Reza Aghajani, Xingjie Li, K. Ramanan
Dec 19, 2017
Abstracts of the 2018 ACM International Conference on Measurement and Modeling of Computer Systems
We introduce a new framework for the analysis of large-scale load balancing networks with general service time distributions, motivated by applications in server farms, distributed memory machines, cloud computing and communication systems. For a parallel server network using the so-called $SQ(d)$ load balancing routing policy, we use a novel representation for the state of the system and identify its fluid limit, when the number of servers goes to infinity and the arrival rate per server tends to a constant. The fluid limit is characterized as the unique solution to a countable system of coupled partial differential equations (PDE), which serve to approximate transient Quality of Service parameters such as the expected virtual waiting time and queue length distribution. In the special case when the service time distribution is exponential, our method recovers the well-known ordinary differential equation characterization of the fluid limit. Furthermore, we develop a numerical scheme to solve the PDE, and demonstrate the efficacy of the PDE approximation by comparing it with Monte Carlo simulations. We also illustrate how the PDE can be used to gain insight into the performance of large networks in practical scenarios by analyzing relaxation times in a backlogged network.

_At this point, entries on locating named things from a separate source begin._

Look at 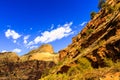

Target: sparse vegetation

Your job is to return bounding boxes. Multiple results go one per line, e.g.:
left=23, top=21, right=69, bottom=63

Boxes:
left=90, top=11, right=96, bottom=19
left=98, top=0, right=105, bottom=9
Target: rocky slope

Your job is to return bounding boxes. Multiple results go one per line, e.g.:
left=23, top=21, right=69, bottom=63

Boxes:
left=59, top=0, right=120, bottom=67
left=41, top=0, right=120, bottom=80
left=0, top=44, right=58, bottom=80
left=20, top=44, right=58, bottom=63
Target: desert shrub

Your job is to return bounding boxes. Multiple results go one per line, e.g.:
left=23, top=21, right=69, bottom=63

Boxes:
left=86, top=29, right=93, bottom=35
left=40, top=73, right=69, bottom=80
left=90, top=11, right=96, bottom=19
left=78, top=57, right=92, bottom=71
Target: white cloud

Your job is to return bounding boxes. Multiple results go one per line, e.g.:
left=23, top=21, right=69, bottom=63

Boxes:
left=1, top=50, right=8, bottom=53
left=13, top=40, right=17, bottom=43
left=13, top=48, right=21, bottom=53
left=5, top=29, right=21, bottom=40
left=23, top=35, right=30, bottom=44
left=28, top=22, right=73, bottom=46
left=80, top=21, right=87, bottom=26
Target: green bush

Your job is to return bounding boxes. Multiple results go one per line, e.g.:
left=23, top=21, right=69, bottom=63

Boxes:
left=90, top=11, right=96, bottom=19
left=86, top=29, right=93, bottom=35
left=98, top=0, right=105, bottom=9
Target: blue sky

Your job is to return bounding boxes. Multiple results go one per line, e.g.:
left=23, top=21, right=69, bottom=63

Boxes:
left=0, top=0, right=98, bottom=55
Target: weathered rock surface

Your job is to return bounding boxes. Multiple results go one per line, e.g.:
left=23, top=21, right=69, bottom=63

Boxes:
left=20, top=44, right=58, bottom=63
left=59, top=0, right=120, bottom=68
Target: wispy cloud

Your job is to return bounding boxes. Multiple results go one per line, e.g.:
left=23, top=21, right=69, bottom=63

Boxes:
left=28, top=22, right=73, bottom=46
left=80, top=21, right=87, bottom=26
left=12, top=48, right=21, bottom=53
left=5, top=29, right=21, bottom=43
left=23, top=35, right=30, bottom=44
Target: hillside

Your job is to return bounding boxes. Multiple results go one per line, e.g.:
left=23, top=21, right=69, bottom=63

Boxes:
left=0, top=0, right=120, bottom=80
left=0, top=44, right=58, bottom=80
left=40, top=0, right=120, bottom=80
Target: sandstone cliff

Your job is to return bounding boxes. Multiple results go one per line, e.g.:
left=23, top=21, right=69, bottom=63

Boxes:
left=41, top=0, right=120, bottom=80
left=20, top=44, right=58, bottom=63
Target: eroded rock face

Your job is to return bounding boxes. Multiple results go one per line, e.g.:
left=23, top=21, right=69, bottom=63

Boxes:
left=20, top=44, right=58, bottom=63
left=59, top=0, right=120, bottom=68
left=0, top=52, right=19, bottom=62
left=0, top=60, right=55, bottom=80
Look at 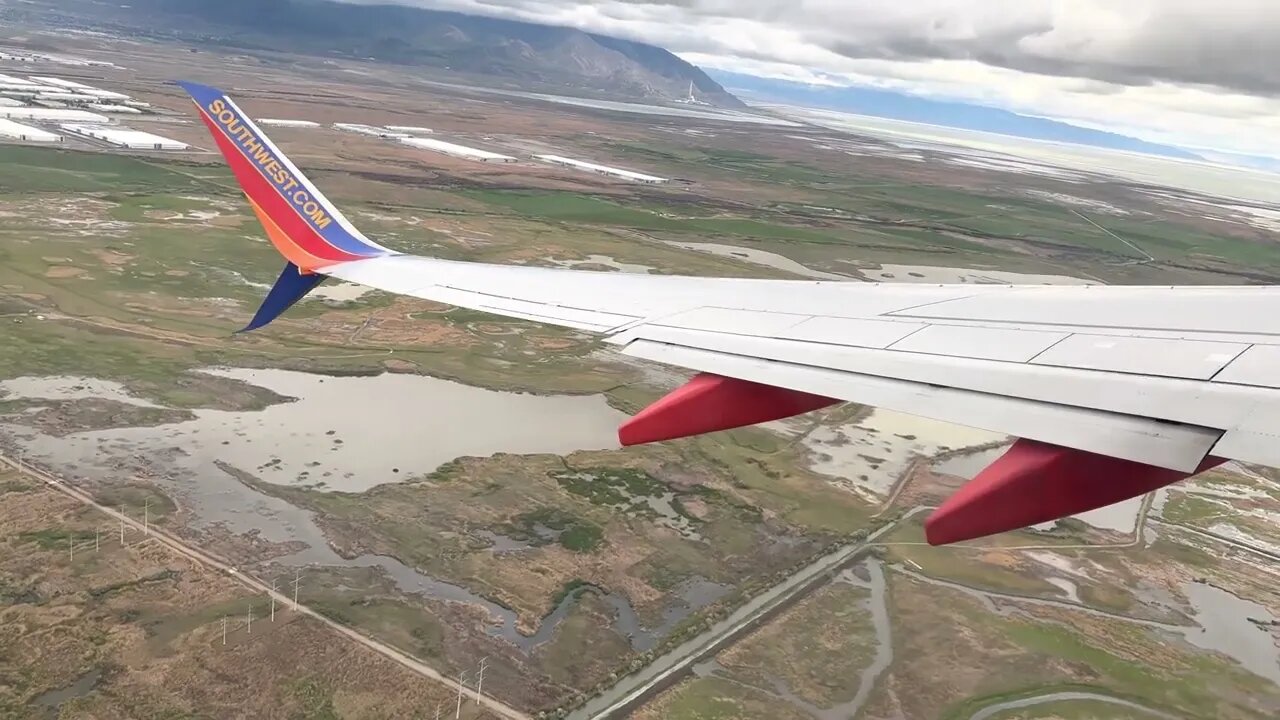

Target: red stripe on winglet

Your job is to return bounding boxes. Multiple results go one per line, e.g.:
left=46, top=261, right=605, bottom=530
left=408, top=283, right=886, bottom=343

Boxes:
left=618, top=373, right=840, bottom=445
left=200, top=110, right=362, bottom=263
left=924, top=439, right=1225, bottom=544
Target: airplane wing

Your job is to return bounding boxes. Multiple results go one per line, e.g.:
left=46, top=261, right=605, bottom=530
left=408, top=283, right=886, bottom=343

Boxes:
left=182, top=83, right=1280, bottom=544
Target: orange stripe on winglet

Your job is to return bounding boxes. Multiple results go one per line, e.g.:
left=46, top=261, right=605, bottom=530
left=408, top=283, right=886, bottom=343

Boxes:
left=244, top=193, right=333, bottom=273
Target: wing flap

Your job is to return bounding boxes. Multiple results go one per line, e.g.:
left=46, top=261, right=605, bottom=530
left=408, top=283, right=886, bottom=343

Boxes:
left=622, top=340, right=1222, bottom=471
left=609, top=323, right=1280, bottom=429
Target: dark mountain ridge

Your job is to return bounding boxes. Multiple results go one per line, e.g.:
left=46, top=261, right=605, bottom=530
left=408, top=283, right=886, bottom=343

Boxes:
left=67, top=0, right=744, bottom=108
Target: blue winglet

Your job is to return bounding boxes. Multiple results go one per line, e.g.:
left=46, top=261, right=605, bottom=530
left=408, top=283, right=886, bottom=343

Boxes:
left=238, top=263, right=329, bottom=333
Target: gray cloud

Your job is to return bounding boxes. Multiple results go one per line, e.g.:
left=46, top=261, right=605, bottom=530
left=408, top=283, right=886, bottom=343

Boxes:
left=351, top=0, right=1280, bottom=95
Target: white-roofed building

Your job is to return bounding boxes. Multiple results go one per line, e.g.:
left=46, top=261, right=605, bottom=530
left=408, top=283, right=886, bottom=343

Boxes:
left=534, top=155, right=669, bottom=184
left=61, top=123, right=191, bottom=150
left=401, top=137, right=516, bottom=163
left=27, top=76, right=92, bottom=90
left=253, top=118, right=320, bottom=128
left=36, top=90, right=100, bottom=102
left=387, top=126, right=435, bottom=135
left=31, top=76, right=129, bottom=100
left=0, top=118, right=63, bottom=142
left=0, top=106, right=111, bottom=123
left=333, top=123, right=408, bottom=140
left=84, top=102, right=142, bottom=115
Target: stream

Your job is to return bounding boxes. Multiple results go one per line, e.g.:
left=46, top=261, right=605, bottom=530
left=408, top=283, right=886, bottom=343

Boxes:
left=0, top=369, right=730, bottom=653
left=969, top=692, right=1179, bottom=720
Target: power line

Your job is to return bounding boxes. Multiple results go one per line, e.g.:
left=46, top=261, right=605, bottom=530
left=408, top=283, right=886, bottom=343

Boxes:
left=476, top=655, right=489, bottom=706
left=453, top=670, right=467, bottom=720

In particular, our numerical approximation of the PDE uncovers two interesting properties of relaxation times under the SQ(2) algorithm. Firstly, when the service time distribution is Pareto with unit mean, the relaxation time decreases as the tail becomes heavier. This is a priori counterintuitive given that for the Pareto distribution, heavier tails have been shown to lead to worse tail behavior in equilibrium. Secondly, for unit mean light-tailed service distributions such as the Weibull and lognormal, the relaxation time decreases as the variance increases. This is in contrast to the behavior observed under random routing, where the relaxation time increases with increase in variance.